How many steel box stoves are in the scrap pile behind the stove shops?? Not many,, How many cast iron stoves?? mountains of them..
Steel stoves do hold up just fine to the heat of fires. if overfired, a piece can be safely cut out and replaced,, you can't do that with cast iron.. just throw the stove away unless you want to pay more than the stove is worth to recast a panel.. and have the risk of yet another crack developing.
NOPE.. Mulit section boilers??? Cast is wonderful?? nope,, they corrode away from the inside or at the connections , and if you run one low on water, it cracks..
A steel boiler?? takes that abuse in stride..

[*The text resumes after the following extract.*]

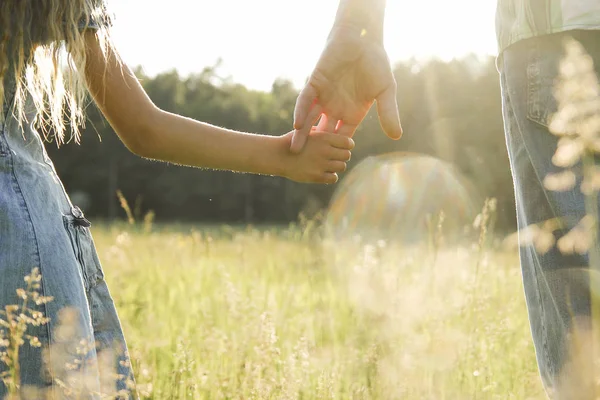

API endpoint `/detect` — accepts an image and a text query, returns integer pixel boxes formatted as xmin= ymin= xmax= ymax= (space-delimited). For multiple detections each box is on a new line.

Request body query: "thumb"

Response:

Grates are the only good place for cast,, heavy, simple and as long as the ashpan is emptied and the ash doesn't touch and insulate the grate from the cooling incoming air, then they will last a long time with a hot fire right on top of them.. but that's the only real place to use cast.. anyplace else is a gamgle.
I know you don't like cast iron Greg, that's been pretty clear for a long time. But several things you've said above are just plain wrong. Blacksmiths worked in wrought iron and steel, not cast iron. Yes, there were a lot of small foundries.

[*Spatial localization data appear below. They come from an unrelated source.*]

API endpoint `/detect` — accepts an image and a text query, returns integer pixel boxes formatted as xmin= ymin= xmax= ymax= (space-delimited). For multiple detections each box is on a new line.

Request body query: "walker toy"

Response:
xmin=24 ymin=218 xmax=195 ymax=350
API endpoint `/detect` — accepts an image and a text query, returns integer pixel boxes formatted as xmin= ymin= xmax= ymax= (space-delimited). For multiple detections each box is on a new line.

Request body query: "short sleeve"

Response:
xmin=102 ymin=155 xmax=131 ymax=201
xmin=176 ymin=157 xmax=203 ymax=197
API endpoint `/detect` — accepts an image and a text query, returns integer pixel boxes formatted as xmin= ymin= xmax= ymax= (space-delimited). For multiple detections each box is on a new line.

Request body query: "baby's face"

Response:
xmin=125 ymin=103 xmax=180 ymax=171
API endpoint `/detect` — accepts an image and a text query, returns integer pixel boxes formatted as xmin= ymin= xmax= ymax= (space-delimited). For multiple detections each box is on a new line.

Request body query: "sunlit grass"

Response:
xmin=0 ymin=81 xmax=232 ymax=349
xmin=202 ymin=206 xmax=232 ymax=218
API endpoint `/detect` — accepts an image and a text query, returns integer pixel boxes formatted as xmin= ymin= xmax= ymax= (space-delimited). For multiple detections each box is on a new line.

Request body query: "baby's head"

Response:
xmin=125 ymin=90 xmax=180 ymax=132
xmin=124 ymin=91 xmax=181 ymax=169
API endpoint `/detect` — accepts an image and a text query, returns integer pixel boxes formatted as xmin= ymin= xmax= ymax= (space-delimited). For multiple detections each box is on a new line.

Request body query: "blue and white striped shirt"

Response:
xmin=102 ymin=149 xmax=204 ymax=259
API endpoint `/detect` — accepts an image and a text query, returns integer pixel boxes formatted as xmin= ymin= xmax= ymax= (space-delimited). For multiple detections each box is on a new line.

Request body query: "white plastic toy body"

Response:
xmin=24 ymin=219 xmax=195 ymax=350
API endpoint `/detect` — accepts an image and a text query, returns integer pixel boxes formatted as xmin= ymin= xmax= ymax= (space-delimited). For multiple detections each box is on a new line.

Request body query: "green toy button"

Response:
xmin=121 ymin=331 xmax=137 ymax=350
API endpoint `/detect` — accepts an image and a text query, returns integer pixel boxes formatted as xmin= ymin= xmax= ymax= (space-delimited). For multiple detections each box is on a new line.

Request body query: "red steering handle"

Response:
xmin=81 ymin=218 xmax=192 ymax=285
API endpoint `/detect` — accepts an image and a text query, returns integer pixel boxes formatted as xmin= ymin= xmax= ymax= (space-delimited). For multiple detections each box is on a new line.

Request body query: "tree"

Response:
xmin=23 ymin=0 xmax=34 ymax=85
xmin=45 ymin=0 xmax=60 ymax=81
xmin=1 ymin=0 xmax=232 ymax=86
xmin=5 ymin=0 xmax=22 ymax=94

There are many different cast irons with a wide range of properties.There are a whole series of cast irons that have been developed to be used in the fire box region of stoves. They out-perform steels so well that even you have had to admit above that they are much better to use for grates. All materials have their strengths and weaknesses. Steels are good for some things, cast irons are good for some things. Some areas overlap, some have clear preference of one over the other. Cast iron in all it's many alloys is an excellent material as are steels in all it's many alloys. The smart thing is to use the right material in the right place. Cast iron is a better material in the firebox region of a stove than steel is no matter how you cut and dry it..

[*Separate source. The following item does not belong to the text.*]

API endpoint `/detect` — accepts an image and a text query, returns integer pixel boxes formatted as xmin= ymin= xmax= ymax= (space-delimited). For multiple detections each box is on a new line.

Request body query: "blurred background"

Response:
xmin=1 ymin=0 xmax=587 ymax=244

Hi DJ, what I don't like about cast iron is the umbrella assumption that it it the 'where all and be-all' for stove construction. And as you
very accurately and thoroughly described, that is not true.
The use of cast iron definitely has it's place.. and in direct contact with a hot, 2000*+fire, cast iron is the desired material.
But to make a box to surround the fire, cast iron does not make good flat stock, and requires sealed corners, and bolted attachments.
Steel rolled in 1/4" or 5/16" sheets will withstand localized overheating without cracking, and will retain it's servicability.
You are 100% correct, I used the wrong term, I was searching for 'foundry' but came up with 'blacksmith'..
Many small foundries had blacksmits, and many blacksmiths had small foundries for casting small parts.
This thread is about someone's obvious appreciation for the cast in details of their cast iron stove, but I object to the assumption
that the 'Hitzer is ugly'..
Personally I find many of the ornate stoves to be downright UGLY.. they look like the aging 'Madame' of a brothel, all gussied up, double girdles,
too much makeup, and too many accessories hanging all over her, in a despriate attempt to look as attractive as she did in her youth.. proud but pitiful.
Like you said, I'm not a fan of cast iron.. I used to sell 'Grizzly' wood stoves.. welded steel boxes, with cast iron doors.. and 90% of my customer
complaints were about warped, ill fitting doors. The castings never seemed to fit right..
So from early on, I learned to not 'trust' cast iron, but from very early years, I learned to fabricate virtually anything out of steel. So I trust steel.
As was mentioned by Pierre, any car will get you from Montreal to Quebec, and some of us will take pride in what we drive, some only care to 'get there'.
But I also will add that a car ill equiped or designed for the trip may not make it to it's destination, no matter how 'pretty or fancy it is.